I really cannot understand why you were turned down and am disappointed that with both SS and a memory team involved,there is not more help and advice forthcoming.Hope you get someone to listen/help soon.

originalusernamefail Thu 04-Sep-14 10:31:19

My grandma was awarded AA, she lives independently! She is registered disabled due to a vestibular disorder in her ears which gives her constant vertigo type symptoms. The AA is to pay for taxis/ cleaners/ personal assistants as my gran sees fit.

CocktailQueen Thu 04-Sep-14 16:25:32

*Is there a reason why her carers only visit 3x per week ? Does she refuse help with daily wash/personal care? Is she self funding?
I really cannot understand why you were turned down and am disappointed that with both SS and a memory team involved,there is not more help and advice forthcoming. Hope you get someone to listen/help soon.*

Yes, she's self funding. Dh had to argue with her endlessly to get her to even accept carers/cleaners twice a week; we'd like them to increase their hours but MIL vvvv resistant and gets angry.

Whatever dh arranges - recently, a gardener, as her garden was totally overgrown and he hasn't got the time to do gardening when he goes to see her - she criticises: the gardener didn't do much, was cheeky and kept asking for tea - but you can't rely on what she says as she says different things to different people.

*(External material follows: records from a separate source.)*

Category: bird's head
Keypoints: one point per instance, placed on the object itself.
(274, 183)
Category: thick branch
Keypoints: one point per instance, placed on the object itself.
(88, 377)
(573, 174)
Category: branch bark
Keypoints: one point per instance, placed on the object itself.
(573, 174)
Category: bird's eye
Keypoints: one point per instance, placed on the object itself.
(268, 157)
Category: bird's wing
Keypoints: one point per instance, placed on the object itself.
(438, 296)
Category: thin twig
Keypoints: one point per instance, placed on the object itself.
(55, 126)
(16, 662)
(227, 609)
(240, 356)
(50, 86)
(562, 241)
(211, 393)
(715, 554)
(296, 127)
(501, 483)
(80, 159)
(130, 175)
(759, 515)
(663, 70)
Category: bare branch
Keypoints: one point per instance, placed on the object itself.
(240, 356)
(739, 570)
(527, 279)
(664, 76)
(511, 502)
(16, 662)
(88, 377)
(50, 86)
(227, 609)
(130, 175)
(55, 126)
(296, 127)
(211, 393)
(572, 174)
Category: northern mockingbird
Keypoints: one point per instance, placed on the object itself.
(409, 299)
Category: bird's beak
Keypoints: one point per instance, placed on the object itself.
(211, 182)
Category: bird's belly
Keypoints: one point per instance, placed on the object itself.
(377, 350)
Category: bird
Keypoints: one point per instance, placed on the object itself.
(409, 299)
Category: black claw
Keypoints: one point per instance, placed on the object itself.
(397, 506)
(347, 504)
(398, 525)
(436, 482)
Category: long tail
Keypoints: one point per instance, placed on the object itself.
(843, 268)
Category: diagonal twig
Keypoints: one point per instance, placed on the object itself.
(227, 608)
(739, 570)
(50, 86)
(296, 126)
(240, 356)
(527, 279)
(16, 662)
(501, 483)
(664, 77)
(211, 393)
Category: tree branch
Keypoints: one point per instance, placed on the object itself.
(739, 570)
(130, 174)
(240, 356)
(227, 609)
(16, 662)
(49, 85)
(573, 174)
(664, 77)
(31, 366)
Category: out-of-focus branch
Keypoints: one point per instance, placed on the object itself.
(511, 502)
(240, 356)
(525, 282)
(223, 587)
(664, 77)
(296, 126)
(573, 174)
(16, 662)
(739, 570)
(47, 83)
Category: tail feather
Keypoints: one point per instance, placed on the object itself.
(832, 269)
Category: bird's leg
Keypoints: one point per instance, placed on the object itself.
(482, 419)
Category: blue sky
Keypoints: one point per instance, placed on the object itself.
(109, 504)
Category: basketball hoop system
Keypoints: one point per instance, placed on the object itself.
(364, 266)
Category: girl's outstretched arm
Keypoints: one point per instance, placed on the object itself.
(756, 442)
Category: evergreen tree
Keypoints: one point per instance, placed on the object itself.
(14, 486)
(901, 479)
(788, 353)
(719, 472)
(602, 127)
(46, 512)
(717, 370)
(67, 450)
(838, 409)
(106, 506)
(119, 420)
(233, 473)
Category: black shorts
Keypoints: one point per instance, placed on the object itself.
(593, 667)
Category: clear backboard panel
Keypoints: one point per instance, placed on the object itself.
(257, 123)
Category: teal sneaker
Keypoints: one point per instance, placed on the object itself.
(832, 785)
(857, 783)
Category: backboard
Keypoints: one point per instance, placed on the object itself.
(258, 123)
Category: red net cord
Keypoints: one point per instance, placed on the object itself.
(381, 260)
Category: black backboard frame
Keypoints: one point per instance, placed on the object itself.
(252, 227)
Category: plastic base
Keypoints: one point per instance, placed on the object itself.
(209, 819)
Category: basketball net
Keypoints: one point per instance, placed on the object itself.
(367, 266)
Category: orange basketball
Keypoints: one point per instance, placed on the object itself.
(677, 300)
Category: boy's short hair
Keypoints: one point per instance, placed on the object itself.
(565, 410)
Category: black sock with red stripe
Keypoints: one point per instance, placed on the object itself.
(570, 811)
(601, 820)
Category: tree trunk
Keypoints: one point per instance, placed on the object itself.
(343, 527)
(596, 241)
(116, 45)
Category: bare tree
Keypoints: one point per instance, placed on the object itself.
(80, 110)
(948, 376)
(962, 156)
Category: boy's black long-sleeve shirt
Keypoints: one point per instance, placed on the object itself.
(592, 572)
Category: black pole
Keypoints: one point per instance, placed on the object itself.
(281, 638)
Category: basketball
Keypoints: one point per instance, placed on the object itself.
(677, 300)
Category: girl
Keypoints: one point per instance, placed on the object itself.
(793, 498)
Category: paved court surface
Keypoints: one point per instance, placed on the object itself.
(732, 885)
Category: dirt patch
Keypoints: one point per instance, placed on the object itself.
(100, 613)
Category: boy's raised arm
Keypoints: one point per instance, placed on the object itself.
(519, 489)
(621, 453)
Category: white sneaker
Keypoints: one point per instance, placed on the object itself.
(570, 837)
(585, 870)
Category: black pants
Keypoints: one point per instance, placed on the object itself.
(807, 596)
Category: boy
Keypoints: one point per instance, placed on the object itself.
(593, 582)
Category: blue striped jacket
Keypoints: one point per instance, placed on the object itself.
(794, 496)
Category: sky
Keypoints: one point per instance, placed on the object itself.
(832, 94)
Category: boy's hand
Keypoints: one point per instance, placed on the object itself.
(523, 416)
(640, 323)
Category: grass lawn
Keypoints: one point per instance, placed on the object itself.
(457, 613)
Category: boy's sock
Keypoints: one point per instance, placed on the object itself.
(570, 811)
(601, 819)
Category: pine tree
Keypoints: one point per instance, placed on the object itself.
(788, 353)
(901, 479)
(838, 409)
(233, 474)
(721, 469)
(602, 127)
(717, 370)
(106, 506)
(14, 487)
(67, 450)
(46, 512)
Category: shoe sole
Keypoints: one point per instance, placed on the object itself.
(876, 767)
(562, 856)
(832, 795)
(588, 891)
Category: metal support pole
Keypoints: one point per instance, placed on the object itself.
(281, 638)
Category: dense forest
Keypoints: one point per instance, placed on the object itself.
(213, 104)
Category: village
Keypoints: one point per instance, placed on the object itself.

She resisted Meals on Wheels at first but now, hurrah, enjoys the meals.

The carers just do some cleaning, chat to MIL, make sure she's taken her medicine, give her juice, make a cuppa - she won't let them do anything else like wash her clothes, change her bed, wash her sad sad And since she's still in her own home they can't force her - all they can do is encourage. But she won't. It's grim.

Even if she gets AA I'm not sure what else they can do if she totally refuses to change her clothes or wash.

vdbfamily Thu 04-Sep-14 19:54:56

Is she aware enough to notice if they came more frequently? It is SO so hard with dementia,I really feel for you.Elderly people often resist help but accept it more readily when they are physically limited and know they need the help. She may eventually get a UTI or something that involves hospitalisation which is often a good time to then let someone else work on her and suggest help. Hopefully she will build a rapport with her carers and gradually let them get a bit more involved.